Doctorow's analysis reveals the mathematical dangers of this recursive training. As he notes, research shows that "training an AI on the output of another AI makes it exponentially worse." The proliferation of AI-generated content across the internet threatens to contaminate future training datasets with increasingly degraded information.
This contamination risk extends beyond synthetic data generation to the broader challenge of maintaining data quality in an AI-saturated information environment. As Doctorow observes, "the quantum of human-generated 'content' in any internet core sample is dwindling to homeopathic levels."
Governance and best practices
Addressing these challenges requires robust governance frameworks that balance innovation with quality control. "Governance is essential in AI," Matschke emphasises. "Organisations need clear documentation on synthetic data usage and generation, with regular audits to detect bias. Strong internal oversight is needed, whether through ethics committees or independent review committees."
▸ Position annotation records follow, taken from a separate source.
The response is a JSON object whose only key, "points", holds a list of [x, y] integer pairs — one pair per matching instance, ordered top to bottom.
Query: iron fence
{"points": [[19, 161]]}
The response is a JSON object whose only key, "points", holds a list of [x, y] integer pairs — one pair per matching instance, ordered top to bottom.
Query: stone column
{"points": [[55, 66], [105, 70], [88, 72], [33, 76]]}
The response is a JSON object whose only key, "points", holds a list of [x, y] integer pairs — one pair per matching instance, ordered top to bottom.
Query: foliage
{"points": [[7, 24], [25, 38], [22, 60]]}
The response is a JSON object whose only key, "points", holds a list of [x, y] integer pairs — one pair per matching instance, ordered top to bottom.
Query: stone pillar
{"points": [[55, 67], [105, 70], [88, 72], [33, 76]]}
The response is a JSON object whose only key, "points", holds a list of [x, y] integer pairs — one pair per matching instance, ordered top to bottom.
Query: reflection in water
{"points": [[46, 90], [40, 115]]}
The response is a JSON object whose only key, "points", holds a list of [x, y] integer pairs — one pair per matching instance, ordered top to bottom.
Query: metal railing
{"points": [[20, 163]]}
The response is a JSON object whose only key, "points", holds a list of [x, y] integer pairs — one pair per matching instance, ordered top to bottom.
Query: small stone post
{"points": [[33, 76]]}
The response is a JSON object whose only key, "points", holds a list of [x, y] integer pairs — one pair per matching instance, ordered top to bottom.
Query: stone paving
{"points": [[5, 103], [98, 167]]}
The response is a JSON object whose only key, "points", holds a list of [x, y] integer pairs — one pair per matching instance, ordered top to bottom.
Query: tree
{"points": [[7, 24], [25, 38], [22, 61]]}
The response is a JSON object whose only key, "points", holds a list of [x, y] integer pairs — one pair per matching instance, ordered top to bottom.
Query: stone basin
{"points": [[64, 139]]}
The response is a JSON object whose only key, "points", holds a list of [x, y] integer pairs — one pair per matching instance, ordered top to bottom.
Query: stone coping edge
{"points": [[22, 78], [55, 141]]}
The solution lies not in avoiding synthetic data but in implementing it thoughtfully. "The solution is to use synthetic data to complement real data, not completely replace it, and to regularly retrain these models with real-world data," Matschke explains.
This hybrid approach acknowledges synthetic data's limitations while leveraging its strengths. In high-stakes environments like healthcare or transportation, synthetic data should support rather than replace real-world datasets. "For diagnostic medical tools or autonomous vehicles, even a small deviation from the real scenario could cause enormous impact. This should really be used to support, not replace real data," she says.
A sustainable path
Looking ahead, the role of synthetic data in AI development appears both promising and nuanced. Rather than representing a complete solution to AI's data challenges, synthetic data emerges as a powerful tool within a broader ecosystem of responsible AI development.
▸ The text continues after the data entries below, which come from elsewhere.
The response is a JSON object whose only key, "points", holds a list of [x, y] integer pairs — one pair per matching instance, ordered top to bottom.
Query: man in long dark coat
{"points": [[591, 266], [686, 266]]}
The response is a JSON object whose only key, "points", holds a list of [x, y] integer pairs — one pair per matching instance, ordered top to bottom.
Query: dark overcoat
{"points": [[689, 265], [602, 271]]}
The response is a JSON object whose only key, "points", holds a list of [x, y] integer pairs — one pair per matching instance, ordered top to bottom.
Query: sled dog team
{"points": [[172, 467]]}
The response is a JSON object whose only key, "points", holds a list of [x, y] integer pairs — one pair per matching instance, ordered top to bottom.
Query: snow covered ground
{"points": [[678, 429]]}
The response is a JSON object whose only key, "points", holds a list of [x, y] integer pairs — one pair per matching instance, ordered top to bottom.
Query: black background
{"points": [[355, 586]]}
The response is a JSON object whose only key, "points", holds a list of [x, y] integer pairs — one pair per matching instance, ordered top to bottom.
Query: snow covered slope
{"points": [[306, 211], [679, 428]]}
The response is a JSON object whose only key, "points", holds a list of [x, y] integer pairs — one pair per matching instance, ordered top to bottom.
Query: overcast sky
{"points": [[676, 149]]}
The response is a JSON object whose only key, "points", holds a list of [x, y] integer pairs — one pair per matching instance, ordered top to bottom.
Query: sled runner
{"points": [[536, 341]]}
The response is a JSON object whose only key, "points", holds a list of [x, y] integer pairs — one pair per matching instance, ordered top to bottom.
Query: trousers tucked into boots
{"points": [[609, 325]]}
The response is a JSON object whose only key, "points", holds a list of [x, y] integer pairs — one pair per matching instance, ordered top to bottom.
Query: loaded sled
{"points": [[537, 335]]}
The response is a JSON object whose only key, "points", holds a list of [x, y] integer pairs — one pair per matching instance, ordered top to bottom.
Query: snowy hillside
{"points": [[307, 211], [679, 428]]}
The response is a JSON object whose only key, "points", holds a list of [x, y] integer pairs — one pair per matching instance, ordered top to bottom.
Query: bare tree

"I don't see this replacing real data," Matschke concludes. "I think it will become a central part of the AI development process, perhaps early in the process. We're moving toward a hybrid model where synthetic data fills gaps in real data or handles rarer, riskier, or privacy-constrained scenarios."
The key lies in maintaining what Matschke calls "due diligence" on data integration: ensuring that datasets are representative, unbiased, and ethical. This requires ongoing collaboration between technologists, ethicists, and domain experts to establish standards that prevent the coprophagic scenarios Doctorow warns against.